ELIMINATE INS. RECEIVERSHIP REPORT - H.B. 4819: FIRST ANALYSIS



House Bill 4819 (as reported without amendment)

Sponsor: Representative Larry Julian

House Committee: Insurance and Financial Services

Senate Committee: Financial Services


Date Completed: 10-9-01


RATIONALE


Under Public Act 228 of 1994, the Commissioner of the Office of Financial and Insurance Services (OFIS) must impose a regulatory fee on all insurers authorized to do business in the State (including nonprofit health care corporations, dental corporations, and health maintenance organizations (HMOs)), by June 30 of each year or within 30 days after the enactment of any appropriation for the operation of the Insurance Bureau (now within the OFIS). The Insurance Code, however, provides that all fees added by Public Act 228 of 1994 do not apply unless, by September 1 of each year, the Commissioner submits a report to the Senate and House of Representatives standing committees on insurance issues and Appropriations regulatory subcommittees, on all receivership activities of the Commissioner and the Insurance Bureau pertaining to the liquidation of insolvent insurers for the immediately preceding calendar year. According to the OFIS, preparing and producing this report consume large amounts of time and money, yet it does not appear to be read by a large number of individuals. Therefore, it has been suggested that the receivership report be eliminated from the Commissioner's responsibilities.


CONTENT


The bill would amend the Insurance Code to eliminate the requirement that the Commissioner of the Office of Financial and Insurance Services provide a report to the Legislature on receivership activities and insurer liquidations.


The bill also would repeal a section containing similar provisions pertaining to the Commissioner report on insurance issues and receivership activities in Chapter 81 (Supervision, Rehabilitation, and Liquidation) of the Insurance Code (MCL 500.8160).


MCL 500.224


BACKGROUND


The total regulatory fee under Public Act 228 of 1994 may not exceed 80% of the gross appropriation for the Insurance Bureau's operation for a fiscal year and must be the difference between the gross appropriation for the Bureau's operation for the current fiscal year and any restricted revenues, other than the regulatory fee, identified in the gross appropriation. The minimum regulatory fee for all insurers and HMOs is $250.

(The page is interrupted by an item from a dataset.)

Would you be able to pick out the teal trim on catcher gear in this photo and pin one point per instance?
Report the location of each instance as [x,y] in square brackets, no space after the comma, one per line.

The report required under the Insurance Code must include a summary schedule of all Insurance Bureau expenditures and a detailed schedule of all Bureau contractual expenditures for legal, accounting, and administrative expenditures made or incurred for the liquidation of insurers in receivership and paid for out of the insurers' assets during the reported calendar year. The report also must include a statement of the net changes in assets and liabilities of each insurer in receivership, including changes due to interest rate changes, real estate values, and other investment activities, including a detailed statement of the sale of assets and the net loss or gain on those assets, and a statement of the amount of assets preserved, gained, or recovered by the receiver.


ARGUMENTS


(Please note: The arguments contained in this analysis originate from sources outside the Senate Fiscal Agency. The Senate Fiscal Agency neither supports nor opposes legislation.)


Supporting Argument

By eliminating the annual receivership report issued by the OFIS Commissioner, the bill would save the Department of Consumer and Industry Services the resources and time devoted to preparing and producing the report. The Auditor General would continue to review the receivership operations of the OFIS to determine if statutory requirements are being met, and interested parties can review those findings.

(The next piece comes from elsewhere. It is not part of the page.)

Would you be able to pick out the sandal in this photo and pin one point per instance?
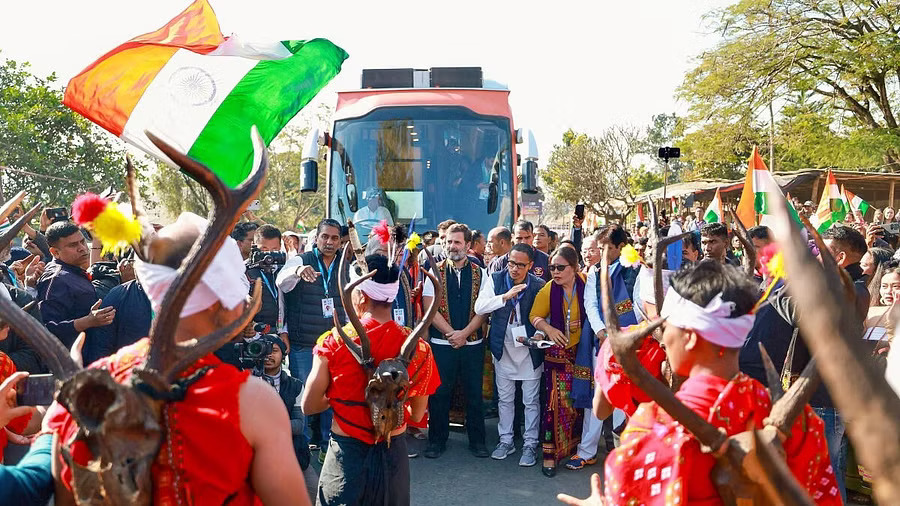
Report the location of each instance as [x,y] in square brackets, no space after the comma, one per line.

- Legislative Analyst: N. Nagata


FISCAL IMPACT


The bill would eliminate the receivership report which, according to the Department, would result in the savings of restricted revenue due to the reduced administrative responsibilities. These savings could result in a reduced assessment on the insurance industry.


- Fiscal Analyst: M. TyszkiewiczH0102\s4819a

This analysis was prepared by nonpartisan Senate staff for use by the Senate in its deliberations and does not constitute an official statement of legislative intent.